Files
vrobbler/vrobbler/apps/music/management/commands/report_mismatched_metadata.py
Colin Powell 91c3376256
Some checks failed
build / test (push) Has been cancelled
[music] Add mgmt command to see mismatched metadata
2026-06-08 11:17:36 -04:00

128 lines
3.6 KiB
Python

import csv
import logging
from django.core.management.base import BaseCommand
logger = logging.getLogger(__name__)
def _get_source(raw_data):
if "Artist" in raw_data:
return "Jellyfin"
if "artist" in raw_data:
return "Mopidy"
return None
def _get_raw_values(raw_data, source):
if source == "Jellyfin":
return raw_data.get("Artist", ""), raw_data.get("Album", "")

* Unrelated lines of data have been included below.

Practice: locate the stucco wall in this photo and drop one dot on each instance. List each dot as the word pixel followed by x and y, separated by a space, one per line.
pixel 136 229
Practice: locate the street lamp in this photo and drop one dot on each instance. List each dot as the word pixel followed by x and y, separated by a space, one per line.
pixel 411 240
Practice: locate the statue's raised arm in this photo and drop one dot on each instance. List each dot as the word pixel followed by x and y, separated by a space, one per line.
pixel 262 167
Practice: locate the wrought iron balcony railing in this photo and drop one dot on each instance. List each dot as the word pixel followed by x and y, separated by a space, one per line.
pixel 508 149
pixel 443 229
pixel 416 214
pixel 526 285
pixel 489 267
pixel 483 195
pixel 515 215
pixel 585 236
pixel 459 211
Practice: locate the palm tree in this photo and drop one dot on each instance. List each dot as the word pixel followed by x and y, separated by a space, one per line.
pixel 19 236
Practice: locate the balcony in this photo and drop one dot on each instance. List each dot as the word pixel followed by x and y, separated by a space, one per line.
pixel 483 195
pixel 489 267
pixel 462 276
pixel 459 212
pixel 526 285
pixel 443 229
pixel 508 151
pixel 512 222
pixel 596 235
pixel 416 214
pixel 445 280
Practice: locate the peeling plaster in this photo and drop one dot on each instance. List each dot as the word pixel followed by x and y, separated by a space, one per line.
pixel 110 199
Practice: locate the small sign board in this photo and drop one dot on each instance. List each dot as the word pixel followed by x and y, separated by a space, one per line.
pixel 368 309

return raw_data.get("artist", ""), raw_data.get("album", "")
def _normalize(name):
return name.strip().casefold()
def _artist_mismatch(raw_artist, track_artist_names):
if not raw_artist or not track_artist_names:
return False
track_names = [_normalize(n) for n in track_artist_names.split(" / ")]
raw = _normalize(raw_artist)
if raw in track_names:
return False
if raw == _normalize(track_artist_names):
return False
return True
def _album_mismatch(raw_album, track_album_name):
if not raw_album or not track_album_name:
return False
return _normalize(raw_album) != _normalize(track_album_name)
class Command(BaseCommand):
help = (
"Outputs a CSV of track IDs where raw metadata from scrobble logs "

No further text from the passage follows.